Verizon Agrees to Buy AOL for $4.4 Billion (Wall Street Journal, 5/12/15) Verizon Communications Inc. agreed to buy AOL Inc. in a $4.4 billion deal aimed at advancing the telecom giant’s growth ambitions in mobile video and advertising. The all-cash deal values AOL at $50 a share, a 23% premium over the company’s three-month volume-weighted average price. AOL shares rose 18% in morning trading to $50.18. Verizon shares fell 1.7% to $48.98.

FCC Contemplates Subsidized Broadband Services (Forbes, Steve Pociask, 5/12/15) The Federal Communications Commission is contemplating a new universal service program that would subsidize broadband services for low-income consumers, and it is looking to use its Lifeline program, which currently subsidizes low-income telephone service consumers, as the model to follow.

Verizon and Sprint to pay $158 million for cramming charges on customers’ bills (The Verge, 5/12/15) Verizon and Sprint are paying a combined $158 million to settle investigations into unauthorized charges placed on their customers’ phone bills. The practice is known as “cramming,” and with today’s announcement, the Federal Communications Commission has now made cramming settlements with all four major wireless carriers — AT&T settled in October for $105 million, and T-Mobile settled in December for $90 million. Of today’s $158 million, $90 million will come from Verizon and $68 million will come from Sprint.

FCC kills wireless net neutrality petition (RCR Wireless, 5/11/15) The Federal Communications Commission said it won’t reconsider the part of its net neutrality policy that classifies the Internet as a public utility. AT&T Mobility and CTIA were the wireless industry’s standard bearers in a group that petitioned the agency to delay implementation of the Open Internet Order pending judicial review.

Facebook hires former FCC Chairman (Washington Post Switch Blog, 5/12/15) Facebook on Tuesday announced it hired Kevin Martin, former chairman of the Federal Communications Commission, as vice president for mobile and global access policy, as the social network continues to build its executive ranks with former government officials.
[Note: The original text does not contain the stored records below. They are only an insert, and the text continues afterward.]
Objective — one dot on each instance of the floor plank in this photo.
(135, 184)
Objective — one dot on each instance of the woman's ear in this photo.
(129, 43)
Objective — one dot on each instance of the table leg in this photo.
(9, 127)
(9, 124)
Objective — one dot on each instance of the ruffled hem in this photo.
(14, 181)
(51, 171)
Martin, a Republican who led the FCC between 2005 and 2009, will oversee the company’s initiatives on wireless and other broadband Internet policies. He has been a consultant for Facebook for the past two years.

Bipartisan FCC Process Reform Act Resurfaces (Multichannel, 5/12/15) A Federal Communications Commission process reform bill is being reintroduced in the House Communications Subcommittee and will be one of the subjects of a May 15 hearing on agency transparency and reforms. House Communications Subcommittee chairman Greg Walden (R-Ore.), ranking member Anna G. Eshoo (D-Calif.) and Rep. Adam Kinzinger (R-Ill.) have circulated a discussion draft of the FCC Process Reform Act, which passed the House last March but failed to get traction in the Senate.

Frontier gets FTC’s okay for Verizon deal (Hartford Business, 5/12/15) The FTC this week granted early termination of a required waiting period under the Hart-Scott Rodino Antitrust Improvements Act for Frontier’s proposed $10.54 billion acquisition of Verizon’s wireline assets in California, Florida and Texas.

Report: Licensed Spectrum Spurs Big Economic Growth (Wireless Week, 5/11/15)Spectrum devoted to wireless networks goes for a premium at auction because it’s generating over $400 billion in economic activity annually. That was the finding of a report conducted by the Brattle Group and prepared for CTIA. According to CTIA, the $400 billion figure includes direct and indirect economic impact generated by the mobile carriers, but excludes billions more in economic benefits produced by mobile health, mobile education, the app economy and other sectors that use licensed spectrum as a platform for their own business models.